Do Maximally Minimal classes carry their weight?

Allen Wirfs-Brock allen at
Sun Apr 1 08:53:12 PDT 2012

On Apr 1, 2012, at 2:58 AM, Herby Vojčík wrote:

>> ...
> Max-min classes were presented as the thing that does not prevent class evolution in "more object-initializer-like-way" (it is already unfriendly in making it object-initializer-syntactically bercause of comma-elision, but semantically it still can be) as well as other ways. Adding private names into class block may be the thing that stops this future friendliness.
> It depends on one little detail. Does this code:
> function make () {
>  return new class {
>    private x;
>    constructor (x) { this. at x = "foo"; }
>    xOf (o) { return o. at x; }
>  };
> }
> let obj = make();
> console.log(make().xOf(obj));
> print out "undefined" or "foo"?
> If you agree that it prints out undefined, I will agree with private in classes. If you claim it should print out "foo", I'll say no to this-way-defined private inside class block.

According to my assumptions it would print "undefined".  The intent for private outside of a class declaration is that it would simply be sugar for:
   const id = Name.create();
and that within a ClassBody it has the same semantics, except that it is lexically scoped to the ClassBody.  That means each evaluation of a class definition gets a new instance of the lexically scoped private name id that is initialized to a new private name value. So each:
   new class{ }
is creating a new binding and value for x and each object returned from make will have a different private named property key for x.

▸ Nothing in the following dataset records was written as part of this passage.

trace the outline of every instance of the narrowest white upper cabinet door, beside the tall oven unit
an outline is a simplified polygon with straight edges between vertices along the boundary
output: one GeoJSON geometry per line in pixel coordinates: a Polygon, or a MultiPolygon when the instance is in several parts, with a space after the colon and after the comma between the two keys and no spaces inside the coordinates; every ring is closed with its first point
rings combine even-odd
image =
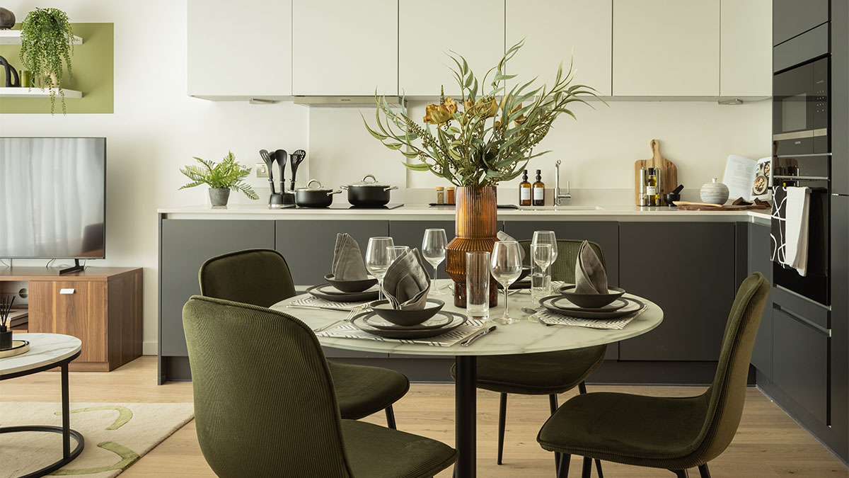
{"type": "Polygon", "coordinates": [[[772,0],[722,0],[720,96],[772,96],[772,0]]]}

> Of course, this prints "foo" (the previous example is about independently created class expressions):
> class FooHolder {
>  private x;
>  constructor (x) { this. at x = "foo"; }
>  xOf (o) { return o. at x; }
> };
> let obj = new FooHolder;
> console.log(new FooHolder().xOf(obj));
> The bottom line is: there is already movement to have "private x" in the language, as the shortcut to _locally_* define x as Name.create(). If 'private x' added to classes will follow this semantics (so it is deifferent for different invocations of class expression, but still the same for (the same) declared class (or for the instances of the same class expression), I will accept it; but I will raise my hand against if it would have different semantics.

>> - Russ
> Herby
> * P.S.: I don't like it, I would rather see 'private x' as 'define static shared one over multiple invocations', but no one liked it that way, so I accepted 'shortcut to let' semantics; nevertheless, I want it to be everywhere consistently.